The results were interesting. Ed Bennett had had relatively little stage experience prior to 2008, and certainly not within the context of such a leading role on a West End stage. And whilst the performance was consciously different, it still had to fit in with the remaining cast who were still playing their usual roles - notably Gertrude, Claudius, Horatio, Polonius, Ophelia - as well as the staging extensively rehearsed by all and the motivations worked out by the company in rehearsal.
Ultimately, I was quite surprised by how different the characterisation turned out to be within the constraints mentioned above.
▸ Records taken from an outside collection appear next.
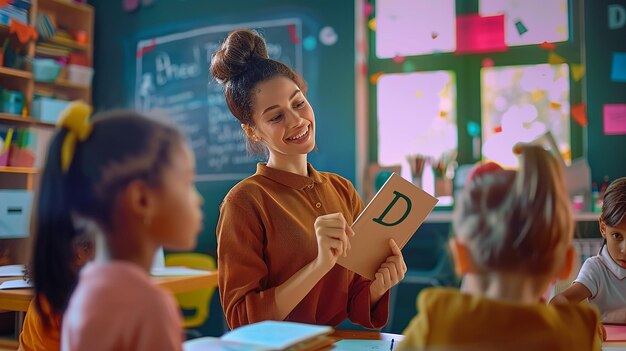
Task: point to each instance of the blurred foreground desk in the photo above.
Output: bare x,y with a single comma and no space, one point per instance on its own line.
19,299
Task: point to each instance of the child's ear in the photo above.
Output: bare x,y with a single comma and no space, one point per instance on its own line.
602,227
463,262
140,199
568,265
249,131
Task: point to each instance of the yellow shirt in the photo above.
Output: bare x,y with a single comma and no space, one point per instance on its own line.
265,234
446,317
37,336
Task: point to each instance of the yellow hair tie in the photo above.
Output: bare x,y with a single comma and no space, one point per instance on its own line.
75,118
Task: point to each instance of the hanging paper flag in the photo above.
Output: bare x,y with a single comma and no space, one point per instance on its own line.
293,36
487,62
407,66
130,5
309,43
614,116
578,71
363,68
398,59
618,67
372,24
328,36
473,129
375,77
368,9
579,114
521,28
477,34
555,59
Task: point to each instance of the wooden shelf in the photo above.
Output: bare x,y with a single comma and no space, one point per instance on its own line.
21,170
71,45
17,73
65,84
19,121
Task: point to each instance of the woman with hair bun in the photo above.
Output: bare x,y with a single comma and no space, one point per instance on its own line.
281,230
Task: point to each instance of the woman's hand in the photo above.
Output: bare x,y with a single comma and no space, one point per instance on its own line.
390,273
333,239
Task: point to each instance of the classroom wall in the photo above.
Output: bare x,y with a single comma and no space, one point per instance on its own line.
605,153
328,70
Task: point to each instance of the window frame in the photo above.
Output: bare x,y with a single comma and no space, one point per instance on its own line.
467,71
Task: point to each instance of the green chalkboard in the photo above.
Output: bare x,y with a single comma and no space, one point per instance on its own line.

A fairly different relationship with Claudius largely communicated by eye contact and posture, a more subdued form of madness with less conveyed via physical comedy, and success with humour within entirely different parts of the script. Of course, whilst understudies lack the chance to rehearse as much as the principals OR adjust the aspects of performance to entirely suit their own preferences, there was still the sense of watching two actors play the same role with the same director and external circumstances. Different performances will always suit different tastes, but the points at which they took control of the stage or passed it over to other characters were varied enough to be significant.
So when this transfers to the medium of video, it can never be enough to cut between actors just because of the lines they're saying.That's editing by numbers, and more than usually following a set format of 'line, cut, line, cut' ... potentially with some variation. Performance is so key. With a really good actor who's embodying the role and properly thinking about their motivations, their footage can be both a great signpost to appropriate editing decisions within the context of the story that their rushes are telling - as well as a joy to work with. A different actor in that role - even with the same director, motivation, surrounding cast - should result in a different edit, just as much as two editors would never edit the same scene in the exact same way or two concert pianists would never perform a sonata with the same emotional level at the same points.